Actually the SOP lists the absence of muffs/beard as a DQ.  Doesn't say it's not an Ameraucana.  On that note, I actually watched one judge go down the line on W & BW cockerels and DQ every single one of them for having "foreign color" because their beards still had some white in them.

I forgot to mention before that I sell my clean-faced birds as "Non-Standard" Ameraucanas.  The Easter Eggers I sell are crosses from other breeds.

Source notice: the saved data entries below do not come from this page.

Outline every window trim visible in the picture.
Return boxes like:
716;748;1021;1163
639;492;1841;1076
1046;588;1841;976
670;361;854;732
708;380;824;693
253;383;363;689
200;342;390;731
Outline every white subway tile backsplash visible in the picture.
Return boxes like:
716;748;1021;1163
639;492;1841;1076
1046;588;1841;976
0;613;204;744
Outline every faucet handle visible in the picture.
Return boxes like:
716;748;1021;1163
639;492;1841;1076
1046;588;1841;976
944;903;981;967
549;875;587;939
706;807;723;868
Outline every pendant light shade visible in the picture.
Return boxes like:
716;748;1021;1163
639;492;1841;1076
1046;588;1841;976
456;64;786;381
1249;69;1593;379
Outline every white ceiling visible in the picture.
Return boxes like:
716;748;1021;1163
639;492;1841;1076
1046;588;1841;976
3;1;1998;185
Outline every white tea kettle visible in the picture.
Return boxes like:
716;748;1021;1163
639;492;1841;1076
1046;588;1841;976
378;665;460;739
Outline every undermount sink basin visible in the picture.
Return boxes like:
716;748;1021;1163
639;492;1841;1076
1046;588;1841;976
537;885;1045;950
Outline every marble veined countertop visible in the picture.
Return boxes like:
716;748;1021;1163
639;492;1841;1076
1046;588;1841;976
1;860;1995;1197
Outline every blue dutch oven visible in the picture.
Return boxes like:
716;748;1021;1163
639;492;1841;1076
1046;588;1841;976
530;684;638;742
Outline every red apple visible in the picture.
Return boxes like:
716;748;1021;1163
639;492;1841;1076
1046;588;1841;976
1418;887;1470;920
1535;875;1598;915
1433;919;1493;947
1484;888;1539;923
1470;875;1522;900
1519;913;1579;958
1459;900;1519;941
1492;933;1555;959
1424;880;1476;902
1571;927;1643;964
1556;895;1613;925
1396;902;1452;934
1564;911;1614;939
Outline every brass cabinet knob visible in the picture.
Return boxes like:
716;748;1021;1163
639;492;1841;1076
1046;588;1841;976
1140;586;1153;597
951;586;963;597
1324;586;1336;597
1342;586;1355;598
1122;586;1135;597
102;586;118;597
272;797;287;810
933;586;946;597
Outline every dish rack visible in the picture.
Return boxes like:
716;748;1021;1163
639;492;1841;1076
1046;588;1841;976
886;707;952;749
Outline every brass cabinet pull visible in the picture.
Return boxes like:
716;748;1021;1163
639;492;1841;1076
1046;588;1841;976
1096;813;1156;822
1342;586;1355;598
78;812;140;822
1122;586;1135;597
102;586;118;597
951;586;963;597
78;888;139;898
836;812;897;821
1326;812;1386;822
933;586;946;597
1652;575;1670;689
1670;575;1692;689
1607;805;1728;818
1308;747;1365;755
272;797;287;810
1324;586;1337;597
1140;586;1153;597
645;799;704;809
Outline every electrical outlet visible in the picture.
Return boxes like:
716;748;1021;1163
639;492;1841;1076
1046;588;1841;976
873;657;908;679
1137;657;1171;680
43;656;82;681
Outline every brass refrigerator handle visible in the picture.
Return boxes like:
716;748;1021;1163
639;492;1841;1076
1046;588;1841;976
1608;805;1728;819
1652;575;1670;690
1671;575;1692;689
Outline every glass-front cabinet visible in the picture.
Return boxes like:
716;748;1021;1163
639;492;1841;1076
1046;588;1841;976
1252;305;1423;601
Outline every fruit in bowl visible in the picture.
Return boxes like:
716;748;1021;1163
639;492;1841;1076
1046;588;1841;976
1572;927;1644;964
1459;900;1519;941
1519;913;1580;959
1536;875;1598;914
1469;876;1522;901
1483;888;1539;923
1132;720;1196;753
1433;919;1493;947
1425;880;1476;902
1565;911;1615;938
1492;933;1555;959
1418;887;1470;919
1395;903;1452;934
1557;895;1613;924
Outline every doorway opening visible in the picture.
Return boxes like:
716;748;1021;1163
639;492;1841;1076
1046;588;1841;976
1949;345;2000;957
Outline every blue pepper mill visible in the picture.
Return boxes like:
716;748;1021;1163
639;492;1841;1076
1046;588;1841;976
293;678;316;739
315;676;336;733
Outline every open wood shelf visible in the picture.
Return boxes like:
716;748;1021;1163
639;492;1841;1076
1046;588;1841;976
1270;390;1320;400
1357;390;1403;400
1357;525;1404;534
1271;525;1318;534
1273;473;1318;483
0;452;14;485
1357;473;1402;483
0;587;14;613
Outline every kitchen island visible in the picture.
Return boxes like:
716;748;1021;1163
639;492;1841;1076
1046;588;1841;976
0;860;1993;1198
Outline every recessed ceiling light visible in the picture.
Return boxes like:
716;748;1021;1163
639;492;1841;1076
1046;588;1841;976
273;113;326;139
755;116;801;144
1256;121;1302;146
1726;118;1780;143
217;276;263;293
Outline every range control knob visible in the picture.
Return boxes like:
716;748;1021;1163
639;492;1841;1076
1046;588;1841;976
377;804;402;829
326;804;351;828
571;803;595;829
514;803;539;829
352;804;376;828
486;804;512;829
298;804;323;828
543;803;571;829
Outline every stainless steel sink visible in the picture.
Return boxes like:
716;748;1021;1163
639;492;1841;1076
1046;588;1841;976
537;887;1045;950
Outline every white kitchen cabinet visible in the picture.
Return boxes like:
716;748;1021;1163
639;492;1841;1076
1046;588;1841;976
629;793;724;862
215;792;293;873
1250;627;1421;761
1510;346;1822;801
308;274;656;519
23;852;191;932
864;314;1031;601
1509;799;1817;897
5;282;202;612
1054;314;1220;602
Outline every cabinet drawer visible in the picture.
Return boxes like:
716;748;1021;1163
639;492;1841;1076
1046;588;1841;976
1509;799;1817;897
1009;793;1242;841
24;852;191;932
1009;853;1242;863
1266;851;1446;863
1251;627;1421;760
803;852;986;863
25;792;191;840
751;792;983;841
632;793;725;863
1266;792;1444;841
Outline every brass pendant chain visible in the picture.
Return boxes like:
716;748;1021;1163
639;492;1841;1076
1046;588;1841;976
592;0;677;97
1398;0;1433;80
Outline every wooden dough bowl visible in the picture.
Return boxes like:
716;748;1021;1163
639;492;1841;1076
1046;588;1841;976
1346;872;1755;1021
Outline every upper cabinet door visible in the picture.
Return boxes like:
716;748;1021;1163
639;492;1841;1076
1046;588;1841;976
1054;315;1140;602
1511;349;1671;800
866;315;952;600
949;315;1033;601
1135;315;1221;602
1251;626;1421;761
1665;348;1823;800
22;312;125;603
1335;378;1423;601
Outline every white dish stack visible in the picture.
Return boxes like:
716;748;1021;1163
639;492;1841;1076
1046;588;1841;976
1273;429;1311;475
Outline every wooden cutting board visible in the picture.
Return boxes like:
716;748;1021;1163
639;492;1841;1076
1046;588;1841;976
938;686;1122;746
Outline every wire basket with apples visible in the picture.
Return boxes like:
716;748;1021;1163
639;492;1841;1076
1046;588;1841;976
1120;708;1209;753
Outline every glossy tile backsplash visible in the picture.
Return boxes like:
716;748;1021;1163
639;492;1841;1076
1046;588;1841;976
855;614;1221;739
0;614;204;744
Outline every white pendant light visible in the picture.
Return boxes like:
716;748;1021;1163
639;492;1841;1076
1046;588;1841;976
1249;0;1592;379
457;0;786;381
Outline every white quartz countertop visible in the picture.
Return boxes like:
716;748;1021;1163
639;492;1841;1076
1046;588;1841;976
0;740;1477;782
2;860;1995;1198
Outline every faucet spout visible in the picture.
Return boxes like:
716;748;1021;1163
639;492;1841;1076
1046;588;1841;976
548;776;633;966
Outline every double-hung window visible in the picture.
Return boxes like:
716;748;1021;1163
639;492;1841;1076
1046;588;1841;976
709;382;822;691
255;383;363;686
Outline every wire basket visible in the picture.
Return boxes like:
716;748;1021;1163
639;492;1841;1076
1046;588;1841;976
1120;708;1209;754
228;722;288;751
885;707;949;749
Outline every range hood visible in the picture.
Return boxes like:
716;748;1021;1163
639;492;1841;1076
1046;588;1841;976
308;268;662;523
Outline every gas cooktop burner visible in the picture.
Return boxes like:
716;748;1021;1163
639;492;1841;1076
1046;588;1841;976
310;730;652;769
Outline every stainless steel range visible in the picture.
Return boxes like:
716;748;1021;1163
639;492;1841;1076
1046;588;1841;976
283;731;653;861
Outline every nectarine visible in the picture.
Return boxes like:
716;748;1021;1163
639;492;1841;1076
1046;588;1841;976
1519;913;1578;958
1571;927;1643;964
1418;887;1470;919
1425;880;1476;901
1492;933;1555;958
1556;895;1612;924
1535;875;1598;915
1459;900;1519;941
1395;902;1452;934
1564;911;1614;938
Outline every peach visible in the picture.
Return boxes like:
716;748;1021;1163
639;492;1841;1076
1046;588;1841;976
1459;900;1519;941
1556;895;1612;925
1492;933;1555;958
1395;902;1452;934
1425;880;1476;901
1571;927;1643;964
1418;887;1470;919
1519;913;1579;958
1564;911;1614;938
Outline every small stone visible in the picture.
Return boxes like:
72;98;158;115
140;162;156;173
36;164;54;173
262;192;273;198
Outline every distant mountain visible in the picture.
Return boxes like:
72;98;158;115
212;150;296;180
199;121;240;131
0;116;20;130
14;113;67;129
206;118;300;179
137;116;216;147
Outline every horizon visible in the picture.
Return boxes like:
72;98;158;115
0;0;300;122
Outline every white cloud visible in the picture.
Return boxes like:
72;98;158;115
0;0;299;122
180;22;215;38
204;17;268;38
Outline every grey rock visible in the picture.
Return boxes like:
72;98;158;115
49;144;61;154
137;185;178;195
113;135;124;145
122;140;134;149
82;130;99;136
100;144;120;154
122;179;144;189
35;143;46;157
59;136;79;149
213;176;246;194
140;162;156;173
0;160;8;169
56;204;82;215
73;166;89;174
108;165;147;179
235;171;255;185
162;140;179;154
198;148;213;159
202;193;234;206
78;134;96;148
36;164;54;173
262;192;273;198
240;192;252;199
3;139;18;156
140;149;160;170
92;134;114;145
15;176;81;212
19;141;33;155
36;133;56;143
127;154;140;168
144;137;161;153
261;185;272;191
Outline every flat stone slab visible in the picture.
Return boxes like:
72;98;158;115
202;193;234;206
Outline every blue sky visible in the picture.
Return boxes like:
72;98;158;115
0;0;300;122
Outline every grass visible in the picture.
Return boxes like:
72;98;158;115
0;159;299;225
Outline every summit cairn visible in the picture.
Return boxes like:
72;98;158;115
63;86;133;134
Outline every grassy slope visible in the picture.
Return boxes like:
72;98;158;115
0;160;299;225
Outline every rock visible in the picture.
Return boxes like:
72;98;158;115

I always figured when a bird was disqualified it had issues or defects so serious that it wasn't "qualified" or good enough to be judged in the class it was entered and essentially meaning it wasn't close enough to the Standard's description to be what it claimed to be.  I don't think I'd ever read the Standard's definition of "disqualification" before, so I did and although it is more vague than I imagined I think it is close to what I had in mind.  To me "non-standard" means it isn't an Ameraucana by definition (APA/ABA standards) and should be called something else.  A few decades ago when a standard definition arrived at for Araucanas our muffed and tailed ones became non-standard and found a new name.  Similarly birds without muffs or with yellow shanks that would otherwise be Ameraucanas are usually referred to as Easter Eggers.